I know you TD. :) True that on the Chinese.
If your “Arduino” code is small enough, or could be made small enough, consider a Digispark. If you haven’t seen one, these dirt cheap “femto Arduino” units feature a built in USB “A” connector, and the entire unit is very slightly larger than a standard USB “A” connector, at 0..69″ x 0.74″ x 0.18″. An ideal tiny “pocket fob” security key!

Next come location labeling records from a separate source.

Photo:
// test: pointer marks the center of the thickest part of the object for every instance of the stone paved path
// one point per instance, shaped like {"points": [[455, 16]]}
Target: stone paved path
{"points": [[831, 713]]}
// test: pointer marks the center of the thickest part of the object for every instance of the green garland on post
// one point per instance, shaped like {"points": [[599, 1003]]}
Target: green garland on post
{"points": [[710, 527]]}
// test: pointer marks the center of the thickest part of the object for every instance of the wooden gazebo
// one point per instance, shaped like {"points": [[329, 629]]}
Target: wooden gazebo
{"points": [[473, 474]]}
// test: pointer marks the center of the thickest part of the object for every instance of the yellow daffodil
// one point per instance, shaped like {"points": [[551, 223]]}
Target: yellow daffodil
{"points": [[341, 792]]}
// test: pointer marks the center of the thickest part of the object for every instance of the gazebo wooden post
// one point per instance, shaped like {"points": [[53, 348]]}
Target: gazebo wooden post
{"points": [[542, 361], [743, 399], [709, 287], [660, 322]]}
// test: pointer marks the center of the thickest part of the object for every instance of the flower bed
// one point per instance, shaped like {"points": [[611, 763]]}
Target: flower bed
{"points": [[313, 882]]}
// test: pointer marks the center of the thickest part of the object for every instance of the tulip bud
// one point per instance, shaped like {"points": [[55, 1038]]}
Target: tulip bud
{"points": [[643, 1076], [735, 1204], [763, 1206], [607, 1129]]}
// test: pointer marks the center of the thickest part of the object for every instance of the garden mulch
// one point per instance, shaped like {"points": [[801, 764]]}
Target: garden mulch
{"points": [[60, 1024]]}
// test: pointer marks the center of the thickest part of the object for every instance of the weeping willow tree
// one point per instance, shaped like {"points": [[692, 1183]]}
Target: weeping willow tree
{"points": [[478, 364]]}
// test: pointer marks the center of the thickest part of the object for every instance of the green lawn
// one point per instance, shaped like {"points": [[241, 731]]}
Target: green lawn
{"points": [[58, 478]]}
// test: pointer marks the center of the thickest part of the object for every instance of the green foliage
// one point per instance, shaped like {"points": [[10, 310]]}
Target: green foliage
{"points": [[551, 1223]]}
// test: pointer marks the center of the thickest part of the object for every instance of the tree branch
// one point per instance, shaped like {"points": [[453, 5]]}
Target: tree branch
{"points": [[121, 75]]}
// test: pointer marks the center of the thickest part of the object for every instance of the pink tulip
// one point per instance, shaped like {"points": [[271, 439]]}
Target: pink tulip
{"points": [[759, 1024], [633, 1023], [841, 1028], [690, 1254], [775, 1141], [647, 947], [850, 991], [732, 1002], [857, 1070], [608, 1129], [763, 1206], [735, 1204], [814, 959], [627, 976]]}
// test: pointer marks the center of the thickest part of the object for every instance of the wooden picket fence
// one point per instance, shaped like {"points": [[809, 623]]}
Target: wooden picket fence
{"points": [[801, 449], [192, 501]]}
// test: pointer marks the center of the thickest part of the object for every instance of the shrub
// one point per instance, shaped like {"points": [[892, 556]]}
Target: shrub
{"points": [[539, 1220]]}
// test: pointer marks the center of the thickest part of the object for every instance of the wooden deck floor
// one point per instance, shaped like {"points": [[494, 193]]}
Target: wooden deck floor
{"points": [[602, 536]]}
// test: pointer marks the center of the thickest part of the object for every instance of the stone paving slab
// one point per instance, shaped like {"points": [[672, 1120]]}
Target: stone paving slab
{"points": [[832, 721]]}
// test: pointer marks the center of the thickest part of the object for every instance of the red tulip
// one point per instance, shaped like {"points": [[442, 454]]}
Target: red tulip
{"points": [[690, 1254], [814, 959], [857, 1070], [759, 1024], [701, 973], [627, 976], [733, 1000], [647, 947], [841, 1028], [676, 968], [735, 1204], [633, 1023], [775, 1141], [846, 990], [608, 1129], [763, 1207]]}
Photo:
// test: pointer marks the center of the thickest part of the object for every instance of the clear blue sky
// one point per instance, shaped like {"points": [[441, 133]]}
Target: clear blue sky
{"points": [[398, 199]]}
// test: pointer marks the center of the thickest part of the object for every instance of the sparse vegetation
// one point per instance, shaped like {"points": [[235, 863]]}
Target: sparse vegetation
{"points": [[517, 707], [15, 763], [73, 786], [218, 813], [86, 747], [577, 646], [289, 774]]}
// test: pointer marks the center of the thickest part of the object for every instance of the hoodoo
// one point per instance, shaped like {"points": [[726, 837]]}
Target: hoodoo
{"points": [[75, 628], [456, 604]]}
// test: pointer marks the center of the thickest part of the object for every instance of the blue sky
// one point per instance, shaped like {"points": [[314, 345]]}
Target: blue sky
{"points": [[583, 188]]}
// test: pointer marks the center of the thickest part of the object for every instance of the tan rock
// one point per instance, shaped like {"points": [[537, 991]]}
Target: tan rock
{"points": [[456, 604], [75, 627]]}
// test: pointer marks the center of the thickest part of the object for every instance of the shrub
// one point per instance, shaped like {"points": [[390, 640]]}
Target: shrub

search STM32F4DISCOVERY on mouser.com: double the memory and speed of a Due for $15. Bulky yes, but super cheap.
You can do this on a smaller chip or arduino but keep in mind that the signing is cpu intensive and that you would need to accept relatively big messages and store those in memory.
The Due with it’s Cortex-M3 is ideal because it has lots of power and memory.
With some smart programming you can probably get this going on an ATmega but SHA1 was not really developed with 8-bit CPUs in mind, so that would be an interesting challenge.
I like how even light criticism is considered trolling and flaming here… I could of pointed out how it doesn’t meat 1-4 of the FIPS it claims to and that it can be dumped still both through OCD and GPIO…
Too many people cutting corners on sensationalized projects, don’t blame the people giving honest opinions…
How do you dump the contents of the chip through OCD and GPIO if the secure bit is set? Is there a way to make the chip ignore that setting?
Although it’s a neat hack, the premise is a bit moot considering Amazon has a Security Token Service and identity federation so you don’t have to put your secrets in source code.